I really loved both of these recipes but I made several changes. I added some things, left some things out, and used more of other things. The recipes below reflect those changes. I would recommend that you do all the chopping in advance and put things in bowls so that you have everything at hand when you are ready to cook. Yes, more dishes but no frantic running around the kitchen because the cooking time is actually quite short.
2 8-ounce packages tempeh
1 cup snow peas, trimmed
2 tbsp. vegetable oil
1 large shallot, thinly sliced
2 garlic cloves, minced
1 tbsp. fresh grated ginger
½ cup golden raisins
¾ of a 15-ounce can “lite” coconut milk, or more to taste
2 tbsp. tamari or other soy sauce
2 tbsp. maple syrup
1 tbsp. mirin
5 scallions, sliced
½ cup chopped fresh cilantro
Cut the tempeh into chunks and steam for 8 minutes.

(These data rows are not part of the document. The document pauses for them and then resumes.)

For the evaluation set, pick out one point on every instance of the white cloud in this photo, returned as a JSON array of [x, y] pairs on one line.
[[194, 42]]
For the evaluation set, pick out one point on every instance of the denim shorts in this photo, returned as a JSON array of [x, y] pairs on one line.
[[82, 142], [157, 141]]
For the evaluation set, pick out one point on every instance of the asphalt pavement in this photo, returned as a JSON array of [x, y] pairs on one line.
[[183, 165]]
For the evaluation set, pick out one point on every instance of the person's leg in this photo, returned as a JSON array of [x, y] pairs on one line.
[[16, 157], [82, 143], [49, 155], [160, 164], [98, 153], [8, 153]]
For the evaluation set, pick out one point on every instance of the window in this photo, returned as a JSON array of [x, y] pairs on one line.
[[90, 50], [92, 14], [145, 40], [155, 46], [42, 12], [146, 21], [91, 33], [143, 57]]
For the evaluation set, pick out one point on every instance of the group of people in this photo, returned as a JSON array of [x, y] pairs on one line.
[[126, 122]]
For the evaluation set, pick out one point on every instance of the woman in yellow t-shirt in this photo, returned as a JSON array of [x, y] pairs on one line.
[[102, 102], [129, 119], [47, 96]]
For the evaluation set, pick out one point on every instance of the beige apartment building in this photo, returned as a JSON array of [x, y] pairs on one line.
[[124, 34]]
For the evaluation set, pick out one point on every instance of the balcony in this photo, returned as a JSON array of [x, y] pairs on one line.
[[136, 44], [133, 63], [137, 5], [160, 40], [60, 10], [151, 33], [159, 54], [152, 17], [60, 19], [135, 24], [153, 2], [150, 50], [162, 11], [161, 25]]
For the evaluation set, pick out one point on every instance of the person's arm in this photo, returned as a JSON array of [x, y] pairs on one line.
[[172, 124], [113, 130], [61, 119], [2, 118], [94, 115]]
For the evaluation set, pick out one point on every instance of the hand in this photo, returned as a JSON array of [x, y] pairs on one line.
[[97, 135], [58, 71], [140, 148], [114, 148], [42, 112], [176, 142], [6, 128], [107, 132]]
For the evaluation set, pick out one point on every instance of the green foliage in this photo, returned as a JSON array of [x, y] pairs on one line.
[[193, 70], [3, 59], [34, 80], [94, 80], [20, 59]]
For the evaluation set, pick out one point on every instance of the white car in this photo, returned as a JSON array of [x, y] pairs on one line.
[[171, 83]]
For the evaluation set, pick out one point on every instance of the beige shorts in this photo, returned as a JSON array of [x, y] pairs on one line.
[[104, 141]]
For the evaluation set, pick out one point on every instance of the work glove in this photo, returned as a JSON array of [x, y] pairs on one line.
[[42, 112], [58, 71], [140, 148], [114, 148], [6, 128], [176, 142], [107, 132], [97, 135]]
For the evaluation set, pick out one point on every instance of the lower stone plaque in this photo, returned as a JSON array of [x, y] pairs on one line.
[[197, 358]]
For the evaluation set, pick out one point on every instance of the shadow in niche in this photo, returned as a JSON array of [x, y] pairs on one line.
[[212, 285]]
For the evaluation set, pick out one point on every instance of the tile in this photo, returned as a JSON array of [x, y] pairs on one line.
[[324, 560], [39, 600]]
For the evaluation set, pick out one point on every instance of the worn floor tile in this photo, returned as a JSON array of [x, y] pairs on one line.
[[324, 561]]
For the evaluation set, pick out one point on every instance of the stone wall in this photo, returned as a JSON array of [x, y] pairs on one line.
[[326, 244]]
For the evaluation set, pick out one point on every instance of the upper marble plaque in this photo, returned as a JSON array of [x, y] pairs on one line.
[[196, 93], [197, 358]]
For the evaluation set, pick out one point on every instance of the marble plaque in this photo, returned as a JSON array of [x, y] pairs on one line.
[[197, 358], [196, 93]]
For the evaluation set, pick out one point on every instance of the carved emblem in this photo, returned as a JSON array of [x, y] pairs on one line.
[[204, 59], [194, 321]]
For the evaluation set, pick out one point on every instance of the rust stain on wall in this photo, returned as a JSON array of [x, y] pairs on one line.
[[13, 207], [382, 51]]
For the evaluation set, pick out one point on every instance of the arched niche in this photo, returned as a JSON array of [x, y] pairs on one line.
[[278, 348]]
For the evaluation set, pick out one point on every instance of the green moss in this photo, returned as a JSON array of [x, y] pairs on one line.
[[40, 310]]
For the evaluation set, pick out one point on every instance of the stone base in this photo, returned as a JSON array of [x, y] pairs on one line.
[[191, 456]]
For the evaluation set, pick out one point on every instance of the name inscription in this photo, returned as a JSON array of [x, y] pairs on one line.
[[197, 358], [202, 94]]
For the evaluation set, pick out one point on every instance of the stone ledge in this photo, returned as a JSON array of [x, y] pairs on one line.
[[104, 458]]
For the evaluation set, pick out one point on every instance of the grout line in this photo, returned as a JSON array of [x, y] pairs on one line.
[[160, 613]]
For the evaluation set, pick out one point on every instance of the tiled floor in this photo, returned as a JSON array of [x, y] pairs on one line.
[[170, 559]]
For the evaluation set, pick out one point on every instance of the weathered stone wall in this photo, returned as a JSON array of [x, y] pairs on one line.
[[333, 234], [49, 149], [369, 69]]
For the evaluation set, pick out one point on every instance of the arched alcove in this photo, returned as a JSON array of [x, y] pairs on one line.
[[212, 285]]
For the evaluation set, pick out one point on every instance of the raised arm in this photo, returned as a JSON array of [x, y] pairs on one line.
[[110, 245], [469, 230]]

Remove from the heat and set aside.
Place the snow peas in a bowl. Pour boiling hot water over them, leave them for 2 minutes, then drain. Rinse with cold water and set aside.

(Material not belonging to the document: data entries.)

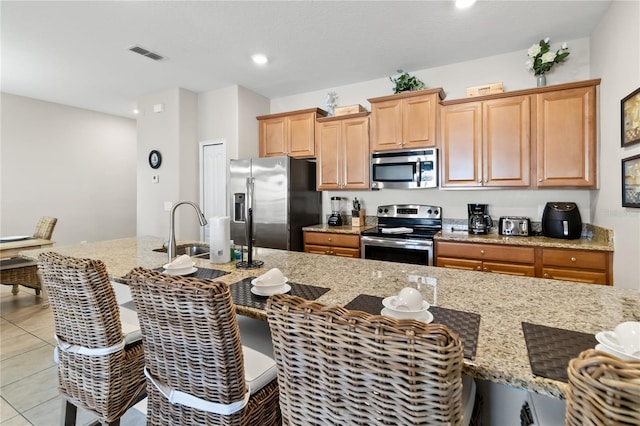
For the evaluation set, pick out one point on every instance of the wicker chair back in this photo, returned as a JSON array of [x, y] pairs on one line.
[[603, 390], [86, 315], [192, 344], [348, 367]]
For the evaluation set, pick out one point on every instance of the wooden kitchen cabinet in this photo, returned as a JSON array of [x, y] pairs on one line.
[[486, 143], [289, 133], [343, 152], [333, 244], [497, 258], [566, 137], [406, 120], [585, 266]]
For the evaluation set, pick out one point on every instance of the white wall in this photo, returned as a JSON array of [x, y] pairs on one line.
[[615, 53], [173, 132], [70, 163]]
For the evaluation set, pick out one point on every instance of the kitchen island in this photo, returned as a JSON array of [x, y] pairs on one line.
[[503, 302]]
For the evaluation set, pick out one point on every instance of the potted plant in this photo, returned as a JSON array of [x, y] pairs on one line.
[[406, 82]]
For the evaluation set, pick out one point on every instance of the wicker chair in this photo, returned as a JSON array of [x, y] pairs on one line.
[[340, 367], [45, 227], [197, 368], [99, 369], [603, 390]]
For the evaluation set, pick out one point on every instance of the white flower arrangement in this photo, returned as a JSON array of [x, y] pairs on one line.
[[541, 58]]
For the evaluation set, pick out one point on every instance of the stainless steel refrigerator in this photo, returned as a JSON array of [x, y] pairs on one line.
[[279, 194]]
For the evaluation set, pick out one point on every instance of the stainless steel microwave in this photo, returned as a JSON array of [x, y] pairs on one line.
[[405, 169]]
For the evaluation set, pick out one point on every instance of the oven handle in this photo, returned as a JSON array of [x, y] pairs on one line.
[[384, 242]]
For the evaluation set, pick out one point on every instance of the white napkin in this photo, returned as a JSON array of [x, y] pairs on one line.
[[180, 262], [272, 276]]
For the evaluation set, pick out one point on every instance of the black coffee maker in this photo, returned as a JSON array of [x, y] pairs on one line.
[[479, 220]]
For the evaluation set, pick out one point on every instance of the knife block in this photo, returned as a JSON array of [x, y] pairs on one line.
[[357, 218]]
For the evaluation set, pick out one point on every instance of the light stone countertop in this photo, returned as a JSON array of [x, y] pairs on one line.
[[344, 229], [502, 301]]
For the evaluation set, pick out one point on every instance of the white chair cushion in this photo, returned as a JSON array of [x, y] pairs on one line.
[[468, 398], [259, 369]]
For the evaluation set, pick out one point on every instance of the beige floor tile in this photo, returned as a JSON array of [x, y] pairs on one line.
[[18, 421], [8, 330], [6, 411], [47, 414], [19, 367], [33, 390], [19, 344]]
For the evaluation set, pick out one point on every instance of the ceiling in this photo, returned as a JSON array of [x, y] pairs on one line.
[[77, 52]]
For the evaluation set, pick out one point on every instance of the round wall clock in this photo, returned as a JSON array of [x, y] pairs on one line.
[[155, 159]]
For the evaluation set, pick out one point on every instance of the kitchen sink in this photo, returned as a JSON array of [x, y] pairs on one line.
[[193, 250]]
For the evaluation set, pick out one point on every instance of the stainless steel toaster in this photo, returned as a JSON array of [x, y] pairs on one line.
[[514, 225]]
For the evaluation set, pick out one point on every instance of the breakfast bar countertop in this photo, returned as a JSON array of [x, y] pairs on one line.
[[503, 302]]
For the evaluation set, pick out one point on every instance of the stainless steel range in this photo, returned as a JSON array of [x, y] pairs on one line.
[[404, 234]]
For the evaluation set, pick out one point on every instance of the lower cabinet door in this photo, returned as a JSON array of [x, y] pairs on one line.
[[317, 249], [510, 269], [587, 277], [466, 264]]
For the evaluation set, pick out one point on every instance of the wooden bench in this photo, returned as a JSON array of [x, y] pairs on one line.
[[19, 271]]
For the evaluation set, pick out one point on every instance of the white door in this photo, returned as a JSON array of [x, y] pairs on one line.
[[213, 182]]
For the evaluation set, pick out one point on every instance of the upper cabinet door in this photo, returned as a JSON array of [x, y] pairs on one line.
[[461, 145], [302, 141], [273, 137], [506, 130], [406, 120], [355, 153], [329, 165], [419, 121], [386, 125], [566, 138], [290, 133]]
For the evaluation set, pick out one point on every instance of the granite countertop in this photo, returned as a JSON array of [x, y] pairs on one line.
[[600, 239], [502, 301], [344, 229]]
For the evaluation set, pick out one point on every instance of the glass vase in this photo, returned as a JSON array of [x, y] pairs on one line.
[[541, 81]]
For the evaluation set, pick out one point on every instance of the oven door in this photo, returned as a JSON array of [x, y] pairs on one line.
[[415, 251]]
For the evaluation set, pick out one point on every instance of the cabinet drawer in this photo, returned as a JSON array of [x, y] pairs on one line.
[[587, 277], [467, 265], [574, 258], [509, 269], [334, 240], [486, 252]]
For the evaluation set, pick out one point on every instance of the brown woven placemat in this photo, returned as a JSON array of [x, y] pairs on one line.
[[204, 273], [550, 349], [241, 293], [465, 324]]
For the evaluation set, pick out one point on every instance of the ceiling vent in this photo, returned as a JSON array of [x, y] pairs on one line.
[[144, 52]]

In a large skillet over medium heat, sauté the shallot for 3 minutes, or until it begins to get brown. Add the ginger and garlic and sauté until soft, about 2 minutes. Add the tempeh, raisins, tamari, syrup, mirin, and about 1/3 of the coconut milk. Cook, adding more coconut milk as necessary to de-glaze the pan, until tempeh starts to brown, about 10 minutes. Add the snow peas and cook 2 minutes longer. Remove from the heat, top tempeh with scallions and cilantro and serve.
Bok Choy and Shiitake Mushroom Sauté
Adapted from Clean Food
2 tbsp. olive oil
1 large shallot, thinly sliced
3 garlic cloves, minced
1 tbsp. grated fresh ginger
½ pound fresh shiitake mushrooms, stems removed and thinly sliced
2 tbsp. tamari
1 tbsp. water
2 tbsp. mirin
8 cups chopped bok choy (4 medium heads or 8 small)
1 cup chopped scallions
½ cup chopped cilantro
In a large skillet over medium heat, sauté shallot in olive oil until starting to brown. Add ginger and garlic and cook until soft, about 2 minutes. Add shiitake mushrooms, half the tamari, water, and mirin and sauté until the mushrooms start to caramelize. (Add more water as needed to de-glaze the pan.) Add remaining tamari and mirin and sauté until the mushrooms are a deep brown but not burnt.
Stir in bok choy until it wilts. Cover and steam for 1 minute. Remove from heat and add scallions and cilantro.